The southern football journey I've dubbed Pigskinapalooza 2011 got of to a rocky start yesterday with Kentucky turning in an embarassing performance in front of a high school crowd 24,000 people at LP Field against the Western Kentucky University Hilltoppers.  Things started out well enough.  As planned, we got the kids off the bus and were on the road by 3. This is my sixth trip to see the Wildcats play a football game in Nashville, and unlike the four Music City Bowl trips (the other was in 2007 at Vandy), the 65 South didn't resemble a parking lot from Bowling Green all the way to NashVegas. I always feel left out in these little armadas because I cannot put UK flags or magnets on my car.  My magnets always get stolen and flags lost due to my own stupidity of rolling down my window at inappropriate times.  I've probably lost $150 of UK memorabilia over the years for one of these two reasons.  As such, my house is now a no magnet or flag zone.

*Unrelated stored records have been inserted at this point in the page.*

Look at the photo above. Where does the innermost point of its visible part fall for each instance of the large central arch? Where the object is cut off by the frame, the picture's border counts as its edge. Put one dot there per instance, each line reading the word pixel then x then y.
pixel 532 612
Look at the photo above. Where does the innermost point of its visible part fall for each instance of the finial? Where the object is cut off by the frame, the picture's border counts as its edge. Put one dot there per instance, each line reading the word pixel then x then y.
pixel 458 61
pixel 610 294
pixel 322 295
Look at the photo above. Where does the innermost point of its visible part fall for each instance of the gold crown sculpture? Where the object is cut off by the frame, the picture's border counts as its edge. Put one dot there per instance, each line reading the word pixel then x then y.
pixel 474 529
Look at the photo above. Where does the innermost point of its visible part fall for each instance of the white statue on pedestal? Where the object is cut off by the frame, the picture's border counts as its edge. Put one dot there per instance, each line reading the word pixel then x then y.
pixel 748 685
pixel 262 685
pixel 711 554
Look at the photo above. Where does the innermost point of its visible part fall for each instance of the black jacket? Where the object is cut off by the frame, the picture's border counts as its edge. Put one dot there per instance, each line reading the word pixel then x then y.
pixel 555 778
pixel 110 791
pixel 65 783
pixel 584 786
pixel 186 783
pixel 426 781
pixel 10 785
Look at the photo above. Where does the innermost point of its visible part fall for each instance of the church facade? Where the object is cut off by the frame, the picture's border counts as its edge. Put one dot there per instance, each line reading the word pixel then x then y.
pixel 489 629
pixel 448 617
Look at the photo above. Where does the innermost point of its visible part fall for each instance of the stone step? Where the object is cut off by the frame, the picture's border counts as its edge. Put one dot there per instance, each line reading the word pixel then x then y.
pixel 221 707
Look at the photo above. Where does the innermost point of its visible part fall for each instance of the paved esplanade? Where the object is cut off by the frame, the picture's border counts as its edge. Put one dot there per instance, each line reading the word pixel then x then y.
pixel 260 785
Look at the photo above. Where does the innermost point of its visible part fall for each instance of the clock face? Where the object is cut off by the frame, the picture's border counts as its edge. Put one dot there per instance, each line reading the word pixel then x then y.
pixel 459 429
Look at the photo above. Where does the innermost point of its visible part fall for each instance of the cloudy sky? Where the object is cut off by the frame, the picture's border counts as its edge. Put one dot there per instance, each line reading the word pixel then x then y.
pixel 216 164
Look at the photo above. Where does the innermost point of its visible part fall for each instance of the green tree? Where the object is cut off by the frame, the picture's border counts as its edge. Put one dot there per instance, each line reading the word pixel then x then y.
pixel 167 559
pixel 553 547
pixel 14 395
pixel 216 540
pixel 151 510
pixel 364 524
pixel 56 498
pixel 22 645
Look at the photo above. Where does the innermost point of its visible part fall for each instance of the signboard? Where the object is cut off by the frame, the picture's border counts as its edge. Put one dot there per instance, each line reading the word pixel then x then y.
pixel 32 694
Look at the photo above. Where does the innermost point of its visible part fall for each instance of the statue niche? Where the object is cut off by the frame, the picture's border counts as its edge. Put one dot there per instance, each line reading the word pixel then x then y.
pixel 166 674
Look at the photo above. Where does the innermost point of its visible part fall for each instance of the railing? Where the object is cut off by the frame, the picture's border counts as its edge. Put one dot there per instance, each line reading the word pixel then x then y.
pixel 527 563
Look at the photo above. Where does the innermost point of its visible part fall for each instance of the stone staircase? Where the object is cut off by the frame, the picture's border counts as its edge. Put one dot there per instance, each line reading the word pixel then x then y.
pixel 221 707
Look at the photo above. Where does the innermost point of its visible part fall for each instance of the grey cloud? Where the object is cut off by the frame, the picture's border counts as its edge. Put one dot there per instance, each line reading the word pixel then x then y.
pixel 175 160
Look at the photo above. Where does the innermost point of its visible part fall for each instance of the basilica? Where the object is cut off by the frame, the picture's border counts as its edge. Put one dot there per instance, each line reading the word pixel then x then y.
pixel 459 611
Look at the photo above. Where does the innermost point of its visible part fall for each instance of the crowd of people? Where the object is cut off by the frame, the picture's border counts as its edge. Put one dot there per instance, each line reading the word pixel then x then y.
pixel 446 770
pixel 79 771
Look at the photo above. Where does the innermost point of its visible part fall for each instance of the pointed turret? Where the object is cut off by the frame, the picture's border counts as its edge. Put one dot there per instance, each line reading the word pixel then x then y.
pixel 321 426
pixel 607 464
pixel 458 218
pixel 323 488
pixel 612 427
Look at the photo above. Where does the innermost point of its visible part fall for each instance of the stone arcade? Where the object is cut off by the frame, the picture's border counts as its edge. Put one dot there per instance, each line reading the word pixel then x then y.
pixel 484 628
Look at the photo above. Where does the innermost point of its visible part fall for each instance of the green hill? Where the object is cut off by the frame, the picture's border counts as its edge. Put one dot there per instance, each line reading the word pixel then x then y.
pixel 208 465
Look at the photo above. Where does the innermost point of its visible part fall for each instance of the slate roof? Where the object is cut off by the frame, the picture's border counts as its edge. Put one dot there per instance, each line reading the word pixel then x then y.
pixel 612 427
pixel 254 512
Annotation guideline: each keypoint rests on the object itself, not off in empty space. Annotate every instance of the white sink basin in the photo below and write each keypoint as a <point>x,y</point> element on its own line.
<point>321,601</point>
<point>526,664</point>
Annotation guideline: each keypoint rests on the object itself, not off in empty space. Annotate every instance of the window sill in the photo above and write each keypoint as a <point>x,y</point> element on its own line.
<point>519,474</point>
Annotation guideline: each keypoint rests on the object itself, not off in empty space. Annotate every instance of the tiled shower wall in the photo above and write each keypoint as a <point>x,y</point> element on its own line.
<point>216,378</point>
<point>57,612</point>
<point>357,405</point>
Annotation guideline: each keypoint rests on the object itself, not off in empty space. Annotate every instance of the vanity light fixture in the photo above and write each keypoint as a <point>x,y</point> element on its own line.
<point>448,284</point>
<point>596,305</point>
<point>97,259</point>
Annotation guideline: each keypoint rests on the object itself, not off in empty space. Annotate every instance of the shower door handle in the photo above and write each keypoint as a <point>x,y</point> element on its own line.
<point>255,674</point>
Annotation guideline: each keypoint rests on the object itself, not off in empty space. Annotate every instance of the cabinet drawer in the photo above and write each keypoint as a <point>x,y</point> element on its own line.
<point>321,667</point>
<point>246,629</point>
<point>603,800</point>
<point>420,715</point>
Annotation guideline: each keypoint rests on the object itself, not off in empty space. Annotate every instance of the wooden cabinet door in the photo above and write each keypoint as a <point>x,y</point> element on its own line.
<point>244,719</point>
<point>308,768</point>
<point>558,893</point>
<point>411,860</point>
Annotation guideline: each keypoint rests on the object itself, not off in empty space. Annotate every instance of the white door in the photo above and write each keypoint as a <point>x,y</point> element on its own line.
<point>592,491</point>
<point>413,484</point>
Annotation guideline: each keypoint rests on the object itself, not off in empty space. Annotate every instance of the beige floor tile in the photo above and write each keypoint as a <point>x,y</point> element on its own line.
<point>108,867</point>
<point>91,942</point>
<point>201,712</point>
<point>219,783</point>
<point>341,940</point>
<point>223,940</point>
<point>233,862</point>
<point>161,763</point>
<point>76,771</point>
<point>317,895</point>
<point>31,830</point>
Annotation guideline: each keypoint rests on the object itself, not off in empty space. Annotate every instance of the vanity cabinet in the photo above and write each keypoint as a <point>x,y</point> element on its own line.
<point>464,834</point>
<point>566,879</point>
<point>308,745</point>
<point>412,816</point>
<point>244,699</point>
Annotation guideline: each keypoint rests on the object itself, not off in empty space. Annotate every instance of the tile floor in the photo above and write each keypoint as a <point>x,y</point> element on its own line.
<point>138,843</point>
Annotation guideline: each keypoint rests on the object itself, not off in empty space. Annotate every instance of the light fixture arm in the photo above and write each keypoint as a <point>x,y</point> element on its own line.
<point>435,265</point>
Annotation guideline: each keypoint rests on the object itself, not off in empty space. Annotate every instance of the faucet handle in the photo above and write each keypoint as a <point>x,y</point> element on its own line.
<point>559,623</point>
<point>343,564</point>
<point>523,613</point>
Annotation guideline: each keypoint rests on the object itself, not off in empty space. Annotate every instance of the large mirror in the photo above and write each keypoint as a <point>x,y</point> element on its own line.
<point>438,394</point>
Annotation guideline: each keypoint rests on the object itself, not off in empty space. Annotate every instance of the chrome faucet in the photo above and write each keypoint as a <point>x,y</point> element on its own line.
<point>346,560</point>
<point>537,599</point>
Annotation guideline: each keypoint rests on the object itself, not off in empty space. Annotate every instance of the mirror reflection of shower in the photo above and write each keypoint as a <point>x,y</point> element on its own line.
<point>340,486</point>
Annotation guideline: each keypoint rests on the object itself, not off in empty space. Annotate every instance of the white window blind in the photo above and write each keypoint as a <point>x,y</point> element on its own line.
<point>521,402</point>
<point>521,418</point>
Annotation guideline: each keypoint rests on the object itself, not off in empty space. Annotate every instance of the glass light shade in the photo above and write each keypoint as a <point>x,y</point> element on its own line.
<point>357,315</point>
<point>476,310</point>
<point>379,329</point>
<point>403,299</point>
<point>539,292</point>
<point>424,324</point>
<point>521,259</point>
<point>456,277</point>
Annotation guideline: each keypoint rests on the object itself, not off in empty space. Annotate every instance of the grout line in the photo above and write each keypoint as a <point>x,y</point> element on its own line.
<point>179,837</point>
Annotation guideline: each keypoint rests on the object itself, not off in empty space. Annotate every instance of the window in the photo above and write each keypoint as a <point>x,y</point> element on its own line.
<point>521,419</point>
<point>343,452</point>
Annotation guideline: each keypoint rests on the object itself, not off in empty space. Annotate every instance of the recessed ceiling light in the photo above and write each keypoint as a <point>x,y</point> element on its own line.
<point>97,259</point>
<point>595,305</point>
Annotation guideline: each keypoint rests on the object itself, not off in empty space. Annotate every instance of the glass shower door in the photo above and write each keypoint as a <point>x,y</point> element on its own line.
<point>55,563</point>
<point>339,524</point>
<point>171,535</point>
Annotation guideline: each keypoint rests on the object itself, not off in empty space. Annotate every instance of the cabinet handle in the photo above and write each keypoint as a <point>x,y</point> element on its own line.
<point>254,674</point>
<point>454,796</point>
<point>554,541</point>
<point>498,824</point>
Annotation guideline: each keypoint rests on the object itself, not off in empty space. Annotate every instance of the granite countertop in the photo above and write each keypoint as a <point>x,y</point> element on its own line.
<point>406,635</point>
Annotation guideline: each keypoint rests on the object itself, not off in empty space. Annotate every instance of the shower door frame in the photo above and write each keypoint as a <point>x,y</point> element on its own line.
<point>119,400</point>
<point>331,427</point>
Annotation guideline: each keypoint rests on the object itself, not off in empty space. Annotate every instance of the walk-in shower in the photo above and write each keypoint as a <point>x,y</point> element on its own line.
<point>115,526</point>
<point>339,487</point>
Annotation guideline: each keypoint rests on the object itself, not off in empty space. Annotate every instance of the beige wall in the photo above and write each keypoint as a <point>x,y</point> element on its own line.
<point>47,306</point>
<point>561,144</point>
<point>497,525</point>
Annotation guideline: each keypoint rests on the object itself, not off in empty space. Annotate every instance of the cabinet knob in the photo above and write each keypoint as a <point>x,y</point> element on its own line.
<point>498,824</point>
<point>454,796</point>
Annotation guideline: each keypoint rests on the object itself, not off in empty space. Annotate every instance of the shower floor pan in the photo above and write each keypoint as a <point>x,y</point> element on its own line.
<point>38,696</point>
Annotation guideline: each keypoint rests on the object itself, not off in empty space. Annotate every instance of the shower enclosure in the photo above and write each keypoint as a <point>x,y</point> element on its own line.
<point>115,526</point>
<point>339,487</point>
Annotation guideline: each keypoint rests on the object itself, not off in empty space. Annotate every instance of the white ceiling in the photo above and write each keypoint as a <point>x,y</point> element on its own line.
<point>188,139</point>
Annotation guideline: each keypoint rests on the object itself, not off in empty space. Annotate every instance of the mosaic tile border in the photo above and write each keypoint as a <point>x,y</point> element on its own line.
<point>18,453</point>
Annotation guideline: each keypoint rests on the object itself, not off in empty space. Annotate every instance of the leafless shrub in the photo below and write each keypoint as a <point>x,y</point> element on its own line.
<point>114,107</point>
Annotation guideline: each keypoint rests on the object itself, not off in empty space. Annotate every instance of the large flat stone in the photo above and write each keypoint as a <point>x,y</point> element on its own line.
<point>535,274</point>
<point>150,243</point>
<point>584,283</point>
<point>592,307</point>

In any event, we didn't hit traffic until about five miles out.  Prior to that, the highlight of the trip was a sign that said, "Used Cows for Sale" on the side of the road.  Once we got through the Nashville rush hour grind (I've been here for business some and it was worse than I remember) check-in and a hotel shuttle to downtown was a breeze.  

Unlike at the MCB games of yore, there was no real atmosphere in downtown Nashville and I ran into no one I knew. We went in for dinner at Jimmy Buffett's Margaritaville, a pretty cynical tourist trap but our best kid friendly choice at the spur of the moment.  I will say this for Jimmy, the western style bacon burger was out of this world good.  

Someone at LP Field decided that since not many people were coming, they'd only hire 7 or 8 people to work the gates. This led to an absurd bottleneck to get into the game, and I'm guessing a ton of people missed kickoff. There was some vigorous patting down at the gate, which I find kind of funny.  Here is how this works.  If you are 22, beligerantly drunk and wearing fraternity letters, you will likely fail at bringing alcohol into the stadium.  No one over the age of 29 and an IQ over 100 has ever been caught, period.  You aren't busting a guy like me at the door.  Last night, though, I opted for a more dignified approach of paying $7 for a warm Bud Light every quarter or so.  It was that kind of night.

The last time I was at LP Field was the 2009 Music City Bowl.  It is the coldest I've ever been at a sporting event.  Last night was quite the opposite.  It may have been the most I've sweated without actually doing something in my whole life. We settled into our seats and it was quickly clear that this wasn't an ordinary UK football crowd.  These were people who lived nearby who decided to watch their alma mater play a game.  With the exception of a woman in front of me, no one around seemed to know any of the players, the context of the game, or really what was happening.  People complained about others standing up (even at appropriate times) and not even my kids could get a chant going.  Very odd.  

Guys, the game was the game.  Suffice to say, I agree with everything Ken Howlett said in his column last night.  I have a lot of profoundly negative thoughts that I am going to keep to myself in hopes that we can bounce back next week and put it behind us. The only saving grace is that we are 1-0 and not 0-1.

I am pecking this out in my hotel room where my son is still racked out asleep.  My wife and daughter have moved on to greener pastures and the only sound is the hardest working hotel AC unit in show business.  At some point I will roust him and we will head on to Atlanta for the weekend.   As I head down for tonight's high school contest, no doubt I will ask, can Daron and Zack Blaylock play offense?